Valuing Tech Acquisition Deals: Signal of a New Trend or a Recurring Tech Bubble?

Tech start-ups are proliferating around the world. They introduce technology to every aspect of our lives, from the way we communicate, to the way we care about our health, to the way we store our data. As a result, almost one third of the recent NYSE and NASDAQ IPO filings involved a tech-related corporation. However, when it comes to evaluating their potential, there is plenty of extravagancy involved, and some may say, accidentally turns young start-up founders into millionaires. 

Although many start-up companies are not generating any revenue, investors still value their assets in the billions of dollars. What seems to be treasured is the access to a large group of loyal users. This is especially true in the social media industry, where a day-to-day contact with the user is key to success. Last year, Snapchat, a rapidly growing photo-messaging app, turned down a $3 billion acquisition offer from Facebook. Was Snapchat worth $3 billion? The service does not generate any revenue, but it is very popular among young people who use it to send ephemeral photos and messages to friends. Evan Spiegel, the 23 year old CEO of this Los Angeles based start-up, rejected Facebook’s offer as other investors were interested in the acquisition. He likely sensed that Snapchat, thanks to its fast developing user network, may be worth more than $3 billion in the upcoming years or even months.
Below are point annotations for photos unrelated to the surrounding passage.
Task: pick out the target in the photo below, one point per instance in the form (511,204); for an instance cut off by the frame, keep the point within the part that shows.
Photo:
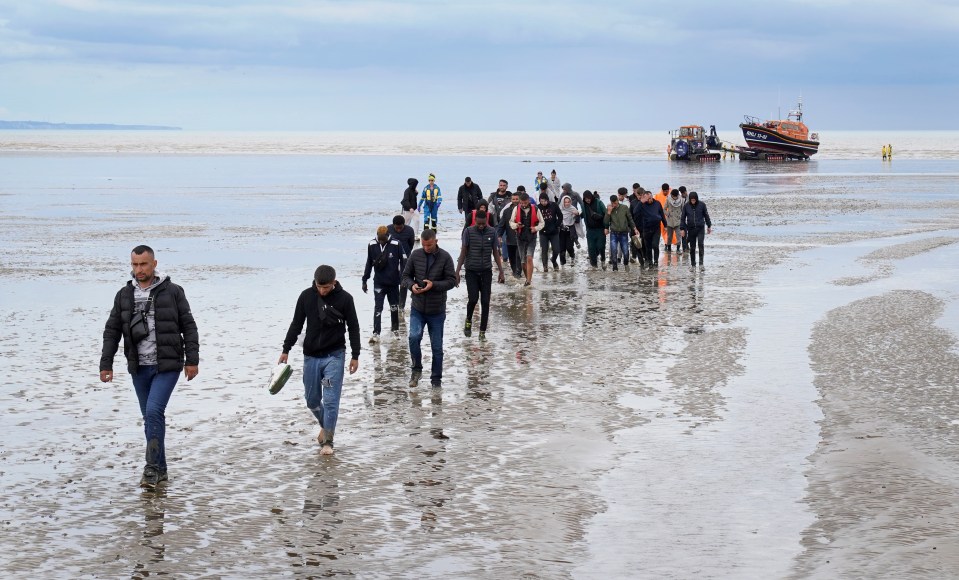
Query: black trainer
(150,477)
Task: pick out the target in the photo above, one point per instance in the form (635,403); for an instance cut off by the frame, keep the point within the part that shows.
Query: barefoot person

Similarly, Facebook recently closed a $19 billion deal with WhatsApp, another start-up messaging service that is taking its first steps towards profitability. Is WhatsApp worth $19 billion, considering that the company generated only $20 million in revenue last year? Facebook seems to have paid for the group of over 450 million monthly active users that WhatsApp managed to attract. Zuckerberg believes that WhatsApp will soon connect 1 billion people, a business opportunity he couldn’t afford to miss. 

It might be difficult to justify the acquisition figures using traditional evaluation tools, like operating margins, revenues or degree of risk involved. In the case of social media companies, the dominant driver seems to be the number of active monthly users and the possibility of a speedy increase in users. As Professor Damodaran notices, in order to pay dividends or buy back its stock, a company needs cash flows not users. Yet he says that the pricing game is not about what makes sense in the excel spreadsheet, but what traders care about. With a price hype created around Twitter’s IPO, investors placed much attention to metrics such as a vast user network and growth possibilities. As soon as Twitter reported that user growth slightly slowed down, its shares immediately plummeted. 

Putting valuation fundamentals aside, there is one more pattern that is easily noticeable in the recent tech acquisitions. Instagram, Tumblr, Viber and WhatsApp were all sold to strategic investors, who unlike financial buyers, are looking for synergies between the two companies. Strategic buyers have a long-term development plan and seek to integrate the Target’s products or services with their existing ones, thus creating long-term shareholder value. When the pairing is successful, it is difficult to challenge the deal price with an argument that the price was inflated. In addition, the Target’s shareholders are satisfied that the company they invested in was ultimately sold for billions of dollars, leaving them with a nice sum.

Some commentators call this trend a ‘tech-bubble’ saying that large acquisitions are driving people to invest in the social media companies. One of the main characteristics of the ‘bubble’ is that investors are blindly speculating and, as a result, end up purchasing stock at prices they normally would not consider. The rationale behind this investment decision is different. Investors buy stock of social media companies with hopes that strategic buyers will want to monetize the large pool of users, acquire the company, and reap generous profits that exceed everyone’s expectations.